There is a clearly a job to be done to better inform people about how they can have a better and longer life. The solution, or at least a large part of it, lies in their own hands, but they have to believe in the message. Is nanny state-ism the best way? Who knows? The state does have enormous powers to improve the underlying culture. Anyone visiting New York, or Ireland, where public place smoking bans are in force can testify to impressive change for the better, with a large degree of public consent.

We spend masses on getting evidence about treatment effectiveness, but not much on how to get a healthy-living message across. Bandolier, at any rate, has looked and been disappointed. Our experience is that people respond best when given evidence rather than exhortation.

A famous advertising equation says:

Satisfaction = performance - expectation

It does just what it says on the tin. Which is why governments set modest targets, and then achieve them. All of which sort of prevents us from taking part in affairs that properly concern us. We should press for more and better.

There are legitimate concerns about individual liberty and the rights and concerns of society. These extend to what the public health message is, and who delivers it. What is astonishing is that it is being delivered most publicly by those we are least inclined to believe.
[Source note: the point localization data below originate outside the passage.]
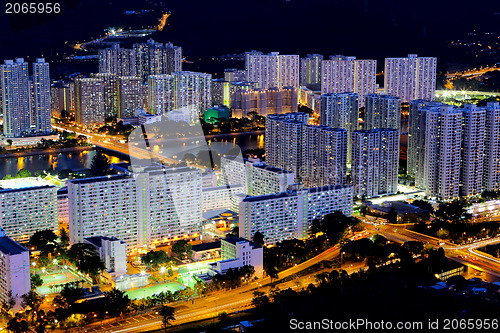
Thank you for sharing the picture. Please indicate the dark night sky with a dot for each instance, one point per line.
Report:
(364, 28)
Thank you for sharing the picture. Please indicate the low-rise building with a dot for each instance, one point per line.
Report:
(113, 253)
(237, 252)
(14, 271)
(205, 251)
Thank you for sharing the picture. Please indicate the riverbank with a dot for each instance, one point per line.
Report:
(47, 151)
(230, 135)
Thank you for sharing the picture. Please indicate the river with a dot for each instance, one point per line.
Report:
(82, 160)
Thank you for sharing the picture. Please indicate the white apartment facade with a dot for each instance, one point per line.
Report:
(324, 156)
(256, 177)
(341, 110)
(289, 215)
(273, 70)
(491, 174)
(283, 141)
(130, 96)
(27, 205)
(237, 252)
(410, 78)
(146, 209)
(343, 74)
(382, 111)
(375, 162)
(15, 279)
(310, 71)
(41, 97)
(113, 253)
(473, 139)
(443, 136)
(89, 102)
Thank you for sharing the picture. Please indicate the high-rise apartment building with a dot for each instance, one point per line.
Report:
(220, 92)
(27, 205)
(41, 97)
(289, 214)
(15, 278)
(257, 177)
(142, 60)
(193, 91)
(161, 94)
(263, 101)
(310, 71)
(443, 136)
(341, 111)
(324, 154)
(416, 138)
(491, 173)
(283, 141)
(382, 111)
(235, 75)
(90, 107)
(473, 135)
(117, 61)
(410, 78)
(375, 162)
(316, 154)
(110, 93)
(272, 70)
(15, 98)
(61, 99)
(343, 74)
(145, 209)
(130, 96)
(154, 58)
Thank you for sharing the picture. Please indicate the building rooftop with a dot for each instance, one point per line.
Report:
(269, 196)
(206, 246)
(236, 240)
(8, 246)
(97, 240)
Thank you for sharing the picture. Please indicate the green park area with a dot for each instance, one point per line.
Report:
(53, 282)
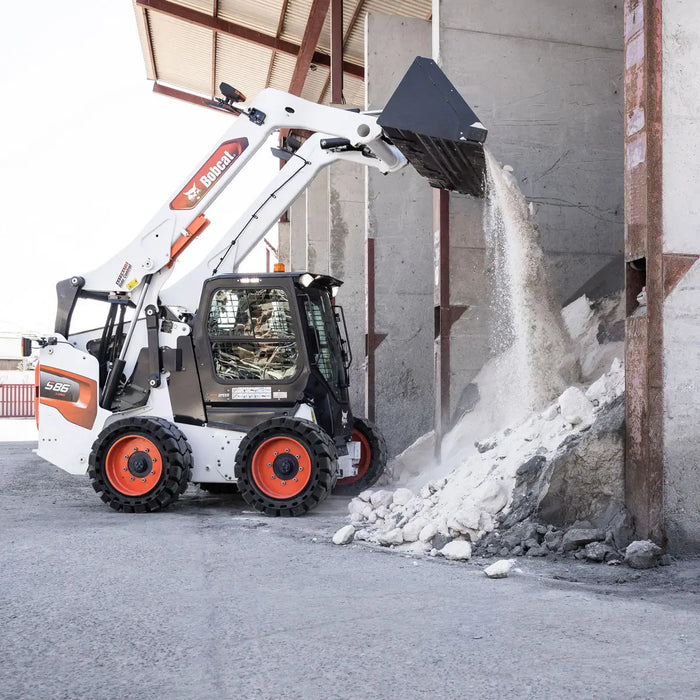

But the bottom line is this: the reduction in conventional risk factors for CHD will also help a whole range of other conditions, and leave us healthier for longer in several ways.


  1. C Phillips, R Tudor Edwards. Economics of health in Wales. Welsh Economic Review 2002 14: 26-30.
  2. K Kuulasmaa et al. Estimation of contribution of changes in classic risk factors to trends in coronary-event rates across the WHO MONICA project populations. Lancet 2000 355: 675-687.
  3. UN Khot et al. Prevalence of conventional risk factors in patients with coronary heart disease. JAMA 2003 290: 898-904.
  4. JA Critchley, S Capewell. Substantial potential for reductions in coronary heart disease mortality in the UK through changes in risk factor levels. Journal of Epidemiology and Community Health 2003 57: 243-247.